Emphasize to students that true friends don't want to keep doing things that make you unhappy. If they refuse to stop hurtful or unfair behavior, then the friendship may not be worth keeping. These people may have personal problems and act the same way as most people. They should be avoided, if possible, Students should realize that the self-centered or unfair behavior of these people should not be taken personally. If their hurtful behavior becomes a serious ongoing problem, students should go to an authority figure for help.

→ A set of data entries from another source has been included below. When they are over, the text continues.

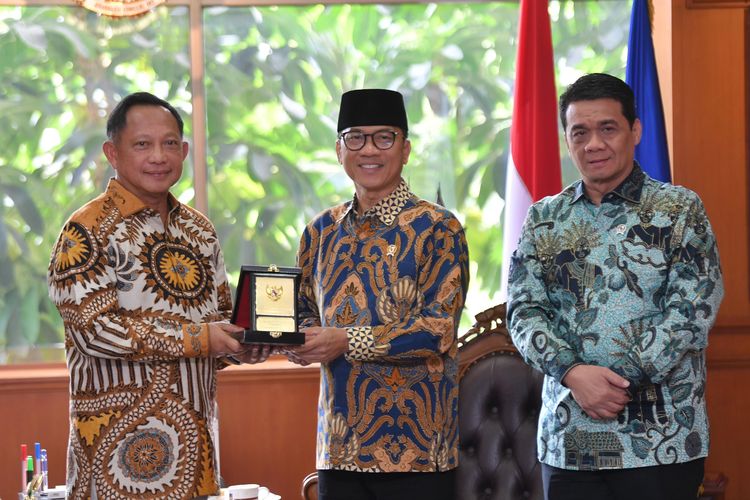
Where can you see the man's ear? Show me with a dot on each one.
(637, 131)
(338, 151)
(110, 151)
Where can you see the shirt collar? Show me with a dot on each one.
(387, 209)
(629, 189)
(128, 203)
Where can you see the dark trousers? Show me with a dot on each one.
(345, 485)
(661, 482)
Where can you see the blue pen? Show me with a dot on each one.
(38, 457)
(43, 460)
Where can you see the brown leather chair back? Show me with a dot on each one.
(498, 411)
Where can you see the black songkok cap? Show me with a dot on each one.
(372, 107)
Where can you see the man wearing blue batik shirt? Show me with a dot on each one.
(384, 277)
(612, 291)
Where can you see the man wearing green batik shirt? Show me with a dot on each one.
(612, 291)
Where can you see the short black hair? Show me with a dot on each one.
(118, 118)
(599, 86)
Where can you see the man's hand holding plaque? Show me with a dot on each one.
(266, 305)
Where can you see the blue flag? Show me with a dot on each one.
(652, 153)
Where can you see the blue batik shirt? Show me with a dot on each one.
(395, 278)
(633, 285)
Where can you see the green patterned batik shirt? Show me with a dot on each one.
(633, 285)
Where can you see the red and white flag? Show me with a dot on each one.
(534, 159)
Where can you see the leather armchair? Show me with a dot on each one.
(498, 409)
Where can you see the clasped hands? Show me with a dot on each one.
(223, 342)
(600, 392)
(322, 344)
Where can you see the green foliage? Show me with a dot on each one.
(273, 79)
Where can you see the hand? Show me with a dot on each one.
(292, 356)
(256, 354)
(322, 344)
(222, 339)
(599, 391)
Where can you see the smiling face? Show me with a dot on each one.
(601, 144)
(375, 172)
(147, 154)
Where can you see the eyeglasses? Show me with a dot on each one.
(356, 140)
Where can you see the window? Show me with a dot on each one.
(265, 161)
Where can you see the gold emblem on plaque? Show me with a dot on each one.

Bring out the that the cool reaction may not always work. But invariably it has a better chance of working than a cold or a hot reaction does. Emphasize also that none of us needs to put up with persistent or abusive behavior or an abusive relationship, with a classmate, an authority figure, a parent, or anyone in the community. We all have choices and resources available to help us in dealing with situations that are abusive or potentially abusive. Finally, emphasize again that a cool reaction is always self-rewarding, regardless of how a specific situation resolves itself. That is, it's always satisfying to maintain control of your feelings, to assert yourself calmly and reasonably instead of caving in or blowing up or allowing yourself to be victimized. When we look, think and act in a way that maintains our dignity and self-respect, no one can take this reward of enhanced self-esteem away from us.

Optional

Teaching the symbols for COOL

Discuss the use of "neutral color," "clouds," and "sunglasses" as symbols your students can use to remind themselves of a "cool state of consciousness" and to act COOL. The person who is COOL is calm, reflective, approachable and interested in working things Out. The COOL response brings calmness to potentially stormy interactions. As "neutrality in color,"| "clouds," and "sunglasses" are associated with calm and control, so the COOL response has the effect of promoting accord and trust in human relationships.

image
image

Summary - Use the 4Step Plan to handle Broken Agreements

When you are feeling anger at someone for breaking their promise, the best thing to do is to talk with that person and tell them how you feel. By using the 4-Step Assertion Plan, Nikki resolves her own angry feelings and strengthens her friendship with Faith.